All Posts in Sustainability

November 17, 2010 - Comments Off on Ecover Thirty Under 30

Ecover Thirty Under 30

Ecological cleaning product company Ecover hosted a party on November 10th in Manhattan to celebrate its 30-year anniversary, and announce the winner of its 30 Under 30 contest, open to 18-29 year-olds making advances in sustainability. Ecover CEO Mick Bremans announced the winner as Ryan Arnold, self-proclaimed “energy geek” who works with low-income citizens in his home state of Idaho to reduce their energy costs. The event was held in the beautiful Environment showroom, who also provided an amazing prize of a sustainable bedroom or dining room set!

Rachel Sarnoff of EcoStiletto also hosted a Green Blogger panel discussion, featuring Treehugger‘s Meaghan O’Neill, Inhabitat‘s Jill Fehrenbacher, Eco-Chick‘s Starre Vartan, The Daily Green‘s Brian Howard, and 30 Under 30 winner Ryan Arnold.
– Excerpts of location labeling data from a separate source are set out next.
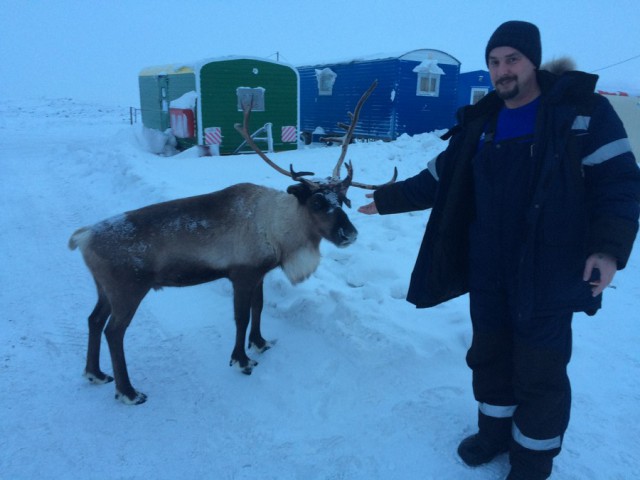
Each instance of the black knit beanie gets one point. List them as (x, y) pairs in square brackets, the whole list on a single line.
[(523, 36)]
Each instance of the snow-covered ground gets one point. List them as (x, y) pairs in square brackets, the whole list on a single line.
[(360, 385)]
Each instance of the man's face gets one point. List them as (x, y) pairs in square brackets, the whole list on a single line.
[(513, 75)]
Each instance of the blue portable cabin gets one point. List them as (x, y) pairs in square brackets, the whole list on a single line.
[(472, 86), (416, 93)]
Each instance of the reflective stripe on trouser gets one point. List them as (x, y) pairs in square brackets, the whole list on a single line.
[(535, 444), (502, 411), (497, 411)]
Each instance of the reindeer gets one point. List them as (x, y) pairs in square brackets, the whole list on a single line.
[(241, 233)]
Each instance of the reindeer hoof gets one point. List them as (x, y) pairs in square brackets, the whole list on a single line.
[(98, 378), (138, 398), (266, 345), (246, 369)]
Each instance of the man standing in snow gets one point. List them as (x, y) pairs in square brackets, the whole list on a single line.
[(535, 205)]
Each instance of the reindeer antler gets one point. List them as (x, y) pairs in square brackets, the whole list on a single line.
[(345, 140), (243, 130)]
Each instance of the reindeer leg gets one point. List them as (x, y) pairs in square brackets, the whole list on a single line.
[(97, 321), (121, 316), (255, 336), (244, 285)]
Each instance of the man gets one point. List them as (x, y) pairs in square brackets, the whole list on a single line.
[(535, 206)]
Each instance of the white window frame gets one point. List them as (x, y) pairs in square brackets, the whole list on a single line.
[(428, 85), (326, 80), (253, 96)]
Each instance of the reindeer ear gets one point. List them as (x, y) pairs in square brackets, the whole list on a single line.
[(300, 190)]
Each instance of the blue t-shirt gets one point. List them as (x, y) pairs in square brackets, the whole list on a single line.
[(516, 122)]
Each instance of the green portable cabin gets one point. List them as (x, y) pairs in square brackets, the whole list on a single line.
[(201, 101)]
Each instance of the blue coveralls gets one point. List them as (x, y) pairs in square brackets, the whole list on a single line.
[(519, 366)]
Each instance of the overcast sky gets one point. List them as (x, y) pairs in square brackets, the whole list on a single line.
[(91, 50)]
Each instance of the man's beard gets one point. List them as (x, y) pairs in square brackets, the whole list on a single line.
[(508, 94)]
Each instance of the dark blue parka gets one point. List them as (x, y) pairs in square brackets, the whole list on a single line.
[(584, 198)]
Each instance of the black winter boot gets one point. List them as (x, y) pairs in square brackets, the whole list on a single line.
[(530, 464), (491, 440)]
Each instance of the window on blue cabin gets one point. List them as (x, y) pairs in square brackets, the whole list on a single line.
[(429, 74), (428, 85), (326, 79), (477, 93)]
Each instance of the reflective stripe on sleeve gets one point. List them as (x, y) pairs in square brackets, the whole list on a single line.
[(497, 411), (431, 166), (532, 443), (607, 152)]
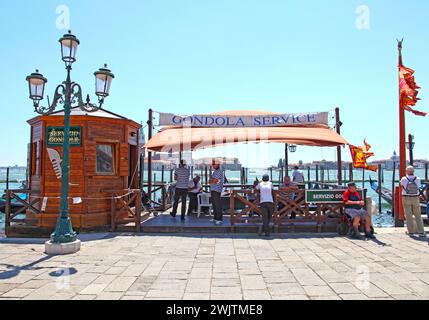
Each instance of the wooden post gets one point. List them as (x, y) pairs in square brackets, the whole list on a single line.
[(286, 159), (351, 172), (380, 184), (113, 213), (402, 147), (7, 211), (149, 156), (142, 170), (138, 211), (7, 178), (426, 172), (393, 186), (339, 160), (410, 148), (309, 177)]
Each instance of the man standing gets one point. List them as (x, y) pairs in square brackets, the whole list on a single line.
[(194, 189), (411, 201), (181, 175), (298, 177), (216, 187)]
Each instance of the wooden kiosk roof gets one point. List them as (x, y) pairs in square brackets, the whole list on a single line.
[(193, 138)]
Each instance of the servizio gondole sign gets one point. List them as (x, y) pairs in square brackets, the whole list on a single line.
[(237, 121)]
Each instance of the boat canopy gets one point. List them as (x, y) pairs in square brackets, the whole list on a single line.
[(173, 138)]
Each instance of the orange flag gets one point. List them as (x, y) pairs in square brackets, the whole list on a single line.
[(408, 90), (360, 156)]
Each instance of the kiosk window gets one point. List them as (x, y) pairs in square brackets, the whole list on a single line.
[(105, 159)]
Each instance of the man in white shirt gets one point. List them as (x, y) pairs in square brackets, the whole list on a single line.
[(194, 189), (298, 177), (410, 185), (266, 204)]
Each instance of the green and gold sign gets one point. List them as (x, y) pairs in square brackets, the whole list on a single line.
[(55, 136), (327, 196)]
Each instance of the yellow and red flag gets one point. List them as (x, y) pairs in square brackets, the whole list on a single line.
[(409, 90), (360, 156)]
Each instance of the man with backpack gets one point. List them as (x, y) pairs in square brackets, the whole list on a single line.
[(411, 201)]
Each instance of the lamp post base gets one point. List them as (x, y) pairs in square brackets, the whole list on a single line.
[(61, 248)]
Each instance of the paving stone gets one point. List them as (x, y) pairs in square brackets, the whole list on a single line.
[(318, 291), (341, 288), (256, 295), (17, 293), (120, 284)]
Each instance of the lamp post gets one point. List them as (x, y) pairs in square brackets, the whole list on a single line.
[(292, 149), (68, 94), (410, 146)]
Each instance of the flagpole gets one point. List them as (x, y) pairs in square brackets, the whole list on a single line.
[(399, 217)]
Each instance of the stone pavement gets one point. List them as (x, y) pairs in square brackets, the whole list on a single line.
[(311, 266)]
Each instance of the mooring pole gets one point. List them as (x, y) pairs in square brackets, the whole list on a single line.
[(400, 216), (338, 125), (426, 171), (410, 148), (380, 188), (393, 186), (351, 178), (7, 178), (149, 156)]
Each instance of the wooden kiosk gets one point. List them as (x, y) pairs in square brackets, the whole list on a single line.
[(104, 155)]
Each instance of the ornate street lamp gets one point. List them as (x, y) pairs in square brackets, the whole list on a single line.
[(410, 146), (292, 148), (68, 94)]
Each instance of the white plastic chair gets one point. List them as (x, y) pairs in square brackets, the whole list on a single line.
[(204, 202)]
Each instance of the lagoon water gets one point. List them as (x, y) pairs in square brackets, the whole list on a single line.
[(383, 220)]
Some personal takeaways from the panel:

* An alternate use for Facebook and Twitter: to LISTEN. Use these community tools not just to promote and re-post, but also as an open forum to learn from your readers and customers.

* Surprisingly, fact-checking does NOT seem to be standard for online content – not just due to lack of resources or time pressure to publish, but because the Web audience’s instant feedback is such a highly effective method.
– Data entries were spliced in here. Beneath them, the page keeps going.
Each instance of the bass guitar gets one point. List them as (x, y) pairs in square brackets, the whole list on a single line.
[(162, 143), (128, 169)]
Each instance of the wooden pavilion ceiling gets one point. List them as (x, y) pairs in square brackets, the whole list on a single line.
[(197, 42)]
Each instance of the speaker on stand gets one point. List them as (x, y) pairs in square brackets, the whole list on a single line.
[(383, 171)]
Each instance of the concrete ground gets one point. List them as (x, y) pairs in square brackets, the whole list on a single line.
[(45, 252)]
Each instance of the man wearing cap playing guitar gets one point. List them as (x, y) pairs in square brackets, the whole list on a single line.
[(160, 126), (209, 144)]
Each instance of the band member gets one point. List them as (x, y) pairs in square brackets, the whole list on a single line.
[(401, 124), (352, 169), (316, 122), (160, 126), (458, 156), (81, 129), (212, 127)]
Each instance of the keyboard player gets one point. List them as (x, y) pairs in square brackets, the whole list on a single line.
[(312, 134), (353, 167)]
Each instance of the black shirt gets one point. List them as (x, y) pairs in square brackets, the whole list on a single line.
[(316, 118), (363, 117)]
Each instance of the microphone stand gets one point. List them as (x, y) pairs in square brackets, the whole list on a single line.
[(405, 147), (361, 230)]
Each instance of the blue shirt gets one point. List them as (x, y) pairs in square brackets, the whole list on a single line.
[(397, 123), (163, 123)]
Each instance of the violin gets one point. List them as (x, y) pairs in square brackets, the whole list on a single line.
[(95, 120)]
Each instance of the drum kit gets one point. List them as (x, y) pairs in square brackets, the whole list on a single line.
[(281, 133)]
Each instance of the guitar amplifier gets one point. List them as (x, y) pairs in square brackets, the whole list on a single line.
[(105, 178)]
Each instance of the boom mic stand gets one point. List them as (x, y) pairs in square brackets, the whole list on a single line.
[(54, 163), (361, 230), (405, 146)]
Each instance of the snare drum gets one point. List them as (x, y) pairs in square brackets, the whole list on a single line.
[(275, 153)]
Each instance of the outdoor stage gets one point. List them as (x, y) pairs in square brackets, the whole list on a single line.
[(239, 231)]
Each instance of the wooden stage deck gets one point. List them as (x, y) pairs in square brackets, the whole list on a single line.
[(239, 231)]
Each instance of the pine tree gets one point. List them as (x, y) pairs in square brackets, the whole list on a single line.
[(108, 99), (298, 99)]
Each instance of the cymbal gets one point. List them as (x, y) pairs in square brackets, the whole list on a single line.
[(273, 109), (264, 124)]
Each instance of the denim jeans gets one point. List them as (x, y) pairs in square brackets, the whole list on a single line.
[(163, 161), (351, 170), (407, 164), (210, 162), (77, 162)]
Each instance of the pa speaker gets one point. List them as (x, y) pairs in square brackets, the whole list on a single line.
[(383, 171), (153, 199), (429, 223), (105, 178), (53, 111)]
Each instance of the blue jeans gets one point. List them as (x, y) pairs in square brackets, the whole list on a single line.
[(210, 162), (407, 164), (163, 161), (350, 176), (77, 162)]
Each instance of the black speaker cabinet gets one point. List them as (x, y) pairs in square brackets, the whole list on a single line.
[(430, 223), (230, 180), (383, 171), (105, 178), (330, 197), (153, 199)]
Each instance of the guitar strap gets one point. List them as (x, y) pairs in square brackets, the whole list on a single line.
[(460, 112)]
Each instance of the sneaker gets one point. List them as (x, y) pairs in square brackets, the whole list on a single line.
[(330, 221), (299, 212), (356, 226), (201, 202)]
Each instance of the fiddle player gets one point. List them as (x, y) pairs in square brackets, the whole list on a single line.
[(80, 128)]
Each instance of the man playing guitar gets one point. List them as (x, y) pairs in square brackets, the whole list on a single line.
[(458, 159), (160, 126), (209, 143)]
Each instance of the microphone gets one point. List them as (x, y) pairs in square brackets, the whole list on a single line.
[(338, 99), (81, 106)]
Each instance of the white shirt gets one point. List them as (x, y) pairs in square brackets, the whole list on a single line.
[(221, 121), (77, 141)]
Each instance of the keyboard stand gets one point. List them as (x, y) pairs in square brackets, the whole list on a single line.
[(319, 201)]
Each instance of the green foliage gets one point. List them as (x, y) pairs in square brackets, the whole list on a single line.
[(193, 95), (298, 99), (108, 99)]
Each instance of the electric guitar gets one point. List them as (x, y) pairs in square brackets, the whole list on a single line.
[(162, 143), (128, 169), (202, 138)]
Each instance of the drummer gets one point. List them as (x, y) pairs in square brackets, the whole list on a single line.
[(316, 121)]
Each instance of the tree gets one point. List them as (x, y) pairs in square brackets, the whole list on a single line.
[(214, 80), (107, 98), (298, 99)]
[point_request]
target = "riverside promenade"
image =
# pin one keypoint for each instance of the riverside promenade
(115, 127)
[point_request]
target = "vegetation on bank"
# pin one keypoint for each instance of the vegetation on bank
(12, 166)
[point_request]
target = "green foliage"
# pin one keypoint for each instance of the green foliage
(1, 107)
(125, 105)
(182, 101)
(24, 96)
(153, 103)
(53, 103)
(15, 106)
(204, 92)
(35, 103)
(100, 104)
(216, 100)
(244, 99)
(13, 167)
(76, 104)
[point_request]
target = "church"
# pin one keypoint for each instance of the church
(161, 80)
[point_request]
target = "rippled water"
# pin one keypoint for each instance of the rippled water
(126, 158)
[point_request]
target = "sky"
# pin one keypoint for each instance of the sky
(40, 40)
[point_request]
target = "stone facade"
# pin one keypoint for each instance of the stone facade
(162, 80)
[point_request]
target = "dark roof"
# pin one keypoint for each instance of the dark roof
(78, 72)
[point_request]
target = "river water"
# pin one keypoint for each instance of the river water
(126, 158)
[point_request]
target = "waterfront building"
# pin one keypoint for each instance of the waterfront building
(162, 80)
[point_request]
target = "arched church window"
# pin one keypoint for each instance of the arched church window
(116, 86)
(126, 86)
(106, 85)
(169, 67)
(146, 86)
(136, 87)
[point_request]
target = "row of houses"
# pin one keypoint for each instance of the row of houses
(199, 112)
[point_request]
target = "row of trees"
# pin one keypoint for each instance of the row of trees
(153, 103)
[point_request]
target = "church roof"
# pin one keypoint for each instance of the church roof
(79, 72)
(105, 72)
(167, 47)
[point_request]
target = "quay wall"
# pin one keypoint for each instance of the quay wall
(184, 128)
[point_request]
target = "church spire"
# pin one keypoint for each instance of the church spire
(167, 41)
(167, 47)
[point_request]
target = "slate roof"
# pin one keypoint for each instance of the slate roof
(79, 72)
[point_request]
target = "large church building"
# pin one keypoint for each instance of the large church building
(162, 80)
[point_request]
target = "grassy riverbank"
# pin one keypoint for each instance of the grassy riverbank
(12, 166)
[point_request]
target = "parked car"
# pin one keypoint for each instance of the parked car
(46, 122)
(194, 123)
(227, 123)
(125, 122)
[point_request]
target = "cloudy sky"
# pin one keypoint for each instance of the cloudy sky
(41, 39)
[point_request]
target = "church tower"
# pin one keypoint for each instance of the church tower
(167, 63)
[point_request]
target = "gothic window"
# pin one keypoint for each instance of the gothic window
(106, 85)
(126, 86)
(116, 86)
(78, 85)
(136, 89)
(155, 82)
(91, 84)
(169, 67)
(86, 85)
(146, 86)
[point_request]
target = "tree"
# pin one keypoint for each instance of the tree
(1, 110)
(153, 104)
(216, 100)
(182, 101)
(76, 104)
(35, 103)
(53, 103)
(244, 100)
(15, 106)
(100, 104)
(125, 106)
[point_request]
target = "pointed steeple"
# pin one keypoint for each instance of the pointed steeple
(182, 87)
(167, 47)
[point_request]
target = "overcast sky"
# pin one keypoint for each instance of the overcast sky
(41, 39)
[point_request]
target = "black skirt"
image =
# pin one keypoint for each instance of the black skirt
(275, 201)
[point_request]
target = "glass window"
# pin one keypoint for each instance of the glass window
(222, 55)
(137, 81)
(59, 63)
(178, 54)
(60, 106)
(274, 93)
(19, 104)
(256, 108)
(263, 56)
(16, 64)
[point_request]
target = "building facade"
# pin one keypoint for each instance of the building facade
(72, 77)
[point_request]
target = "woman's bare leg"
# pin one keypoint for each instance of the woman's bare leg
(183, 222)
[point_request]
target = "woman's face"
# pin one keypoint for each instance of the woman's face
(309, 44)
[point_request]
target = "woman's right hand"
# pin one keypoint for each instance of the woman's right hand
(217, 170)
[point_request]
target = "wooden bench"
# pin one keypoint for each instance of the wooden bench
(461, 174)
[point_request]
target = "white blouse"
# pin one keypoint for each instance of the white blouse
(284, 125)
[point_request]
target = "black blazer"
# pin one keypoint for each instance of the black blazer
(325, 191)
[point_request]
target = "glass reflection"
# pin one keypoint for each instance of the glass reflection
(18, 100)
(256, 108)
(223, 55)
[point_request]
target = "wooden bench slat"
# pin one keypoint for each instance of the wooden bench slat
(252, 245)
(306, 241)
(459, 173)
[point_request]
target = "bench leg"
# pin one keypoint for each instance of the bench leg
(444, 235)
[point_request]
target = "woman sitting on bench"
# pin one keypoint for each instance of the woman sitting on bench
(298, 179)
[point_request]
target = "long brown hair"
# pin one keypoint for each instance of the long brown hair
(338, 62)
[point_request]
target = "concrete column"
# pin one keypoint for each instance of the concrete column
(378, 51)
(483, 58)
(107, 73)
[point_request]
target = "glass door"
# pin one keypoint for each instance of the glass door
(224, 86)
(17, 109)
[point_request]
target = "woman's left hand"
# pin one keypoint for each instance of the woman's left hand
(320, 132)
* Ethical practices can lead to profits: Ryan mentioned a study in which financial success was measured for two categories of entrepreneurs: 1) those who focused and remained loyal to their morals 2) those who focused solely on making money, and 100/101 cases of financial success were from category 1.

November 17, 2010 - Comments Off on Nau NYC


I have been a long-time supporter of Portland-based urban & activewear company Nau for their attention to what matters: integrating least-negative-impact practices into their business model and sustainable materials into their product, fashion-forward detailing and high standards of apparel construction, commitment to giving back to the community, and the super-chill and talented members of their company. I love how their pieces are slim-cut, travel so well, stand up to weather, translate from trail to taxi, and are made to last and often recyclable at end of life.

So naturally I’m excited to have a Nau retail space in NY territory, even temporarily. They have partnered with workwear fashion brand Dunderon to open a three-month pop-up shop at their Soho location. Design Director Peter Kallen was in town last week, and Thursday’s event at the space brought out another Nau loyalist, actor Matthew Modine (of Full Metal Jacket fame), whose presence + fancy Batavus Old Dutch bicycles contributed to the great vibe of the evening.

The next event at the space will be held Thursday, December 2nd from 7-10pm, so come mingle, buy some fall jackets & holiday presents, and take part in the (as rumoured) bike-themed party!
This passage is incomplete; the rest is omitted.